As part of an education program, students in Melbourne are learning how to grow their own edible plants on an urban farm that has replaced the canteen’s vending machine. The program, run by social enterprise Farmwall, is designed to teach youth about sustainable urban farming as a method of mitigating climate change and improving food security and health. Students at Hume Central Secondary College will care for the plants while learning about biodiversity, nutrition, and wellbeing through hands-on school incursions.

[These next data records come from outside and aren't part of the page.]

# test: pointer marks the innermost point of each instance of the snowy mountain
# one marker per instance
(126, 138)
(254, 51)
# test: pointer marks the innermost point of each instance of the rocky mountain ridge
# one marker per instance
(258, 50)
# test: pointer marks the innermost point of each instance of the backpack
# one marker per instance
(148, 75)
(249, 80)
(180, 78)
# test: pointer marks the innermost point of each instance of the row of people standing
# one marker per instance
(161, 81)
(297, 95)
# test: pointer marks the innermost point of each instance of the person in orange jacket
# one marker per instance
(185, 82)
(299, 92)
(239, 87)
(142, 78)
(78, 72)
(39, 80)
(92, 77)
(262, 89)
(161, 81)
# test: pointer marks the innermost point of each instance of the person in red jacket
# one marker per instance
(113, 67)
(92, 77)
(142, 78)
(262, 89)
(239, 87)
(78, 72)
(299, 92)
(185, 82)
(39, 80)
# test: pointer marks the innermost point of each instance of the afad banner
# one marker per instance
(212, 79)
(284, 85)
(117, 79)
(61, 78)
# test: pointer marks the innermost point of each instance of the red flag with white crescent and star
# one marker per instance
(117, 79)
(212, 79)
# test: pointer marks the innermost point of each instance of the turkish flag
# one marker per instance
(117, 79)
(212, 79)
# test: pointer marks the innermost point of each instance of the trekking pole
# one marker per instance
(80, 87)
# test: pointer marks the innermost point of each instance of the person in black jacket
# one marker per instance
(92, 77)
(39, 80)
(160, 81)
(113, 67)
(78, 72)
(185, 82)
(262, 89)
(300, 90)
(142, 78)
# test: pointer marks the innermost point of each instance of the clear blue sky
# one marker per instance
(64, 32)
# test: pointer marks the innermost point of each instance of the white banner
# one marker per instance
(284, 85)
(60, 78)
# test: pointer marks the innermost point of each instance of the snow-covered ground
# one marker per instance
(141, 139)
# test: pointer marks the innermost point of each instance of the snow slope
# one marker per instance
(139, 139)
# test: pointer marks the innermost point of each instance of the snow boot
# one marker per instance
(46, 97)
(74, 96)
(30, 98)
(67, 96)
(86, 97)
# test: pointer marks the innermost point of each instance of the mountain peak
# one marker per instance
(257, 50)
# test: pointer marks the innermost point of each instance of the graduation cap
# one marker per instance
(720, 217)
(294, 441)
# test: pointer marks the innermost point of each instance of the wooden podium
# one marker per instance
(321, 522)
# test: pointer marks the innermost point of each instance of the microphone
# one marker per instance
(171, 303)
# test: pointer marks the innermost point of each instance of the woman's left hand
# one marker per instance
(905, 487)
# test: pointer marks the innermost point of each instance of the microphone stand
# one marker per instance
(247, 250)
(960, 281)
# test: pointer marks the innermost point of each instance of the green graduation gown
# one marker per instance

The indoor vertical farm grows radish ‘microgreens‘ (highly nutritious immature vegetables harvested while young) and also includes a mushroom-growing system. Students plant seedlings in soggy, hemp-filled pots and nurture them as they flourish into edible greens. Within a few short weeks, students can reap their reward, eating the veggies with their lunch or taking them home to their families.

By turning the experience of growing food into a rewarding endeavor, students become invested in the process, deepening their engagement in the educational aspects of the activity. While caring for the plants, students discover how they are grown in a closed-loop ecosystem that utilizes the natural relationship between fish and plants. The installation includes a fish tank that uses aquaponics (a combination of aquaculture and hydroponics) to turn fish waste and nitrifying bacteria into nutrients for the plants.

Debra Kimpton, the teacher at Hume Central Secondary College, told Planet Ark the response from the students involved in the program has been extremely positive. “Students are amazed and excited. They love watching the fish and learning about their connection to the microgreens. Some take ownership of their microgreens to the next level. They want to plant them to watch the full life cycle,” Debra said.